Lessons on embracing inclusivity
Indeed, the arrival of Sachi has transformed many aspects of her family’s life, and this has spilled over to the swimming school Akiko runs, the Akiko Thomson Swim School. They currently teach students from One World, a school that supports children with special needs and accept children with DS as well.
“We are not experts in special needs, but I believe for many the water has a calming effect. We also have heard from a parent that her son with special needs seems to develop better when engaged in physical exercise like swimming,” she shares.
Full disclosure of a child’s condition before enrolling him/her is essential, she stresses so the school can provide one on one teaching.
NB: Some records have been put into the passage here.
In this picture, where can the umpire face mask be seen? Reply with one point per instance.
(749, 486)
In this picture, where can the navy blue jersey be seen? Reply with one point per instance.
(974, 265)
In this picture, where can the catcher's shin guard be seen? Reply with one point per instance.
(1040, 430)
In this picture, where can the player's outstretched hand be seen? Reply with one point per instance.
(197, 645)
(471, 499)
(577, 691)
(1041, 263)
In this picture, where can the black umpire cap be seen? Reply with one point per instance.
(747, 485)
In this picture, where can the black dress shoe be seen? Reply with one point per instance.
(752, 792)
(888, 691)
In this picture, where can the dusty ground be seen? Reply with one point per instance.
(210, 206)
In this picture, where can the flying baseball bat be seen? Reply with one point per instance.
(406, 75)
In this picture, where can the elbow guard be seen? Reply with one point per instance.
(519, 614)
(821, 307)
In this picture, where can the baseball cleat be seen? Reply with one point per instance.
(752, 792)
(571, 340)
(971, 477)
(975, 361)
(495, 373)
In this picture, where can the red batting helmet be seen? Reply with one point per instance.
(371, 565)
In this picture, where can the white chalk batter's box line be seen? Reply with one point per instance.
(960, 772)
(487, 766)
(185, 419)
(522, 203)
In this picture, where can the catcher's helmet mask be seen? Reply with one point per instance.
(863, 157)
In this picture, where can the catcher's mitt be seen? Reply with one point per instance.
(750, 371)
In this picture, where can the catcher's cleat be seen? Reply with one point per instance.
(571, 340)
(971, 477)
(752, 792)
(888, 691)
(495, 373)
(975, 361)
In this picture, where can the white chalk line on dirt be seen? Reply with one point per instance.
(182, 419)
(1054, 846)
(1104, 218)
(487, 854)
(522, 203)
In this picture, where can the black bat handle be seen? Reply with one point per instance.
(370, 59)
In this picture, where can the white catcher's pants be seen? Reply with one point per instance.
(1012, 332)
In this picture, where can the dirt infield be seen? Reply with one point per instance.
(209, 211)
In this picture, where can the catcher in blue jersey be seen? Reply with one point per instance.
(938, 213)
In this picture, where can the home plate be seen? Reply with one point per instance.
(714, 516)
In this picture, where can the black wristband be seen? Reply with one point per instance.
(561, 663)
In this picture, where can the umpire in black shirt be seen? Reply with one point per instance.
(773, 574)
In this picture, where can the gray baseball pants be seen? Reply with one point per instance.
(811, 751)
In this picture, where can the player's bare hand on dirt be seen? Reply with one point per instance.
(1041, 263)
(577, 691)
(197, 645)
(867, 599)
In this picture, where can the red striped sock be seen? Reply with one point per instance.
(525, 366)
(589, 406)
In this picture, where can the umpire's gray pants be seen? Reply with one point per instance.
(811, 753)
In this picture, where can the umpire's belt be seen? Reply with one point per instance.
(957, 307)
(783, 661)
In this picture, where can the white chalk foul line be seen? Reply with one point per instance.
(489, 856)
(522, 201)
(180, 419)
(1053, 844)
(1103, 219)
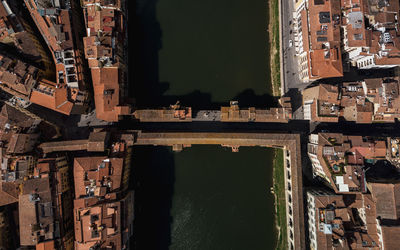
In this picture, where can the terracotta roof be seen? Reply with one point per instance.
(97, 175)
(8, 193)
(387, 197)
(47, 245)
(390, 236)
(52, 98)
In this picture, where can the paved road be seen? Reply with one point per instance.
(289, 60)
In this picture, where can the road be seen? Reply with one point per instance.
(289, 60)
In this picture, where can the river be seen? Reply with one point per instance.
(205, 197)
(204, 54)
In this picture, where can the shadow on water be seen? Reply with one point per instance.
(153, 178)
(145, 88)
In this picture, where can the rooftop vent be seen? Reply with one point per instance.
(324, 17)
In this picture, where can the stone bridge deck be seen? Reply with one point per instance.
(98, 142)
(293, 168)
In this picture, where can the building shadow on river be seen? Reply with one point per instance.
(144, 84)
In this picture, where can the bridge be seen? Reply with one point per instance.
(290, 143)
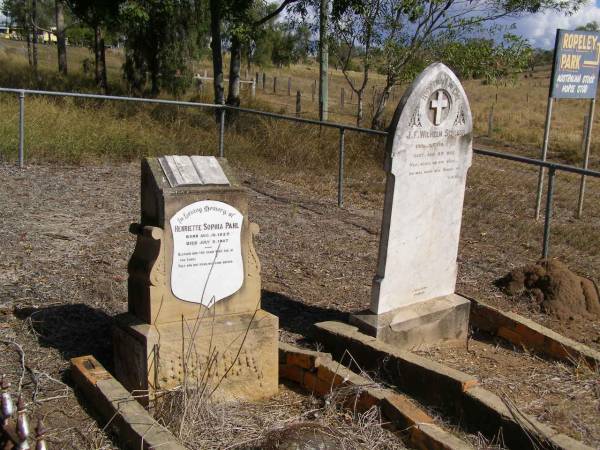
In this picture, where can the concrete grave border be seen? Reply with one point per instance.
(437, 385)
(118, 409)
(316, 372)
(522, 331)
“Don’t be scared and afraid of your child’s future,” Akiko says when asked what advice she would give to parents who are learning that their child has DS for the first time. “Your child can have a very good future, different perhaps, but who’s to say or stop what they can be and do?
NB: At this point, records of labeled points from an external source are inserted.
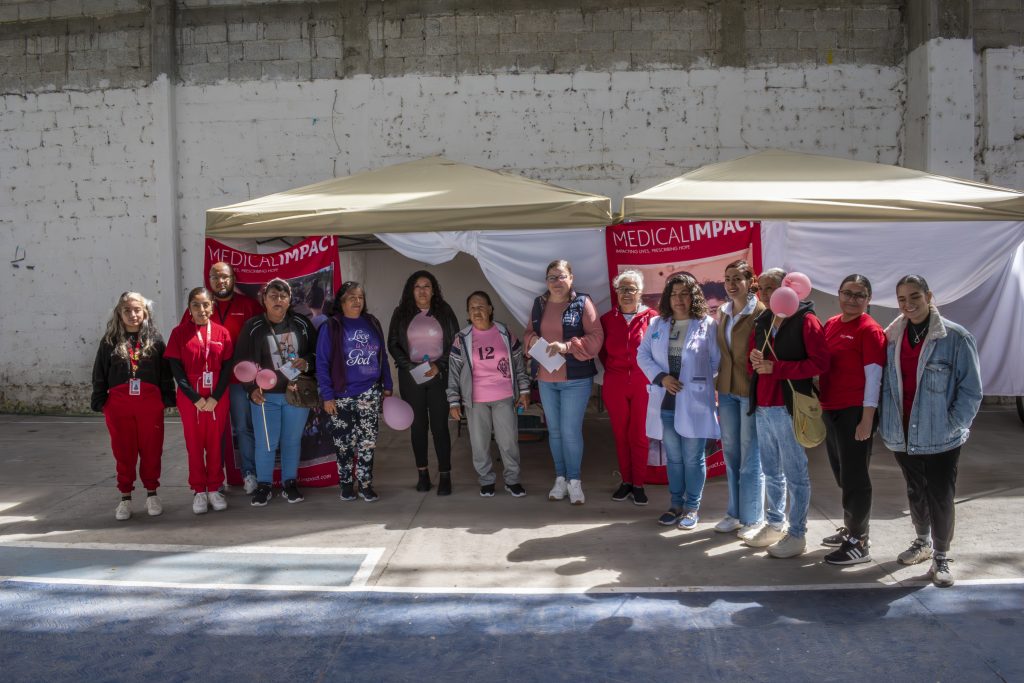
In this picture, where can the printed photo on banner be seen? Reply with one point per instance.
(311, 268)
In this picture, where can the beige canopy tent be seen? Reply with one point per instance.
(827, 217)
(422, 196)
(776, 183)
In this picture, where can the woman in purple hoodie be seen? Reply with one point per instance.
(353, 376)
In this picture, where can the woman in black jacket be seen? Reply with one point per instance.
(284, 341)
(131, 385)
(422, 330)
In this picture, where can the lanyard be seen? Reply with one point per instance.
(205, 349)
(133, 355)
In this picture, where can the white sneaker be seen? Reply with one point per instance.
(768, 536)
(559, 491)
(788, 547)
(940, 573)
(154, 506)
(576, 493)
(123, 511)
(727, 524)
(217, 501)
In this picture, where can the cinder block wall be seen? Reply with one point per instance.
(100, 161)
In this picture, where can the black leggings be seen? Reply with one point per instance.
(850, 460)
(429, 402)
(931, 485)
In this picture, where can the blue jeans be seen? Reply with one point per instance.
(242, 427)
(564, 404)
(284, 425)
(742, 459)
(684, 463)
(784, 464)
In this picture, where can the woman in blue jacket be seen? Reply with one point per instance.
(931, 392)
(680, 356)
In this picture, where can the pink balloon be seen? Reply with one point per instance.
(246, 371)
(783, 302)
(799, 283)
(397, 414)
(266, 379)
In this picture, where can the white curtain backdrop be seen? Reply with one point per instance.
(976, 270)
(955, 258)
(994, 314)
(513, 260)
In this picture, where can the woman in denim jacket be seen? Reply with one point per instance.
(931, 392)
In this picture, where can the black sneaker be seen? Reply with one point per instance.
(622, 493)
(290, 492)
(444, 483)
(516, 489)
(849, 553)
(672, 517)
(262, 496)
(837, 539)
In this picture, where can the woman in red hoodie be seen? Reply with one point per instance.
(625, 388)
(200, 354)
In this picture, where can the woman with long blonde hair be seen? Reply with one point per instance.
(131, 385)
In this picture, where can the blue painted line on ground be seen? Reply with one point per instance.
(264, 568)
(59, 632)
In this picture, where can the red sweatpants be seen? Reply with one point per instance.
(626, 399)
(136, 427)
(204, 434)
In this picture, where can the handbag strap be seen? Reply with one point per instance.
(771, 347)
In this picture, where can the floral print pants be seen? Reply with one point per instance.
(354, 428)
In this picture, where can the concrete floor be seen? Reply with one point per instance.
(56, 485)
(470, 589)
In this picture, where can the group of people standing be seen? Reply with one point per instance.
(920, 376)
(678, 375)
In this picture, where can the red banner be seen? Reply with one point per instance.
(659, 248)
(312, 270)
“And believe me, they will open your eyes and your heart to so much more. They will be your deepest joy and greatest therapy, and you will thank God for giving you such a beautiful, beautiful gift,” she says.
Like the athlete that she is, Akiko, the mom, carries the same positive attitude as she and her husband take special care of Sachi. The experience continues to transform their lives, including Sachi’s two brothers whom Akiko knows will be there for their sister when she grows up. In enumerating how Sachi has changed her, Akiko shares her realizations.
1. You develop more compassion.
“[Raising Sachi] has definitely opened my eyes, made me more compassionate and sensitive to parents with SPED children. My heart is bigger and more tender.”
2. You focus on what the child ‘can’ do.
“I no longer focus on what Sach can’t do and don’t see the need or desire to compare. Sachiko will develop at her own pace, and she will, by the grace of God, be and do all that her heart desires in her own unique way.”
3. You appreciate every milestone.
“With SPED kids, you really do enjoy and celebrate all the milestones because it takes that much more effort for them to speak and walk and do things that typical kids don’t even have to think twice about.”
4. You worry less.
“We don’t know what the future holds for any of our kids so there’s no point worrying! I’m just thankful Sachiko has two brothers who not only help her be that much stronger, but who I know will be there for her someday when we’re no longer around.”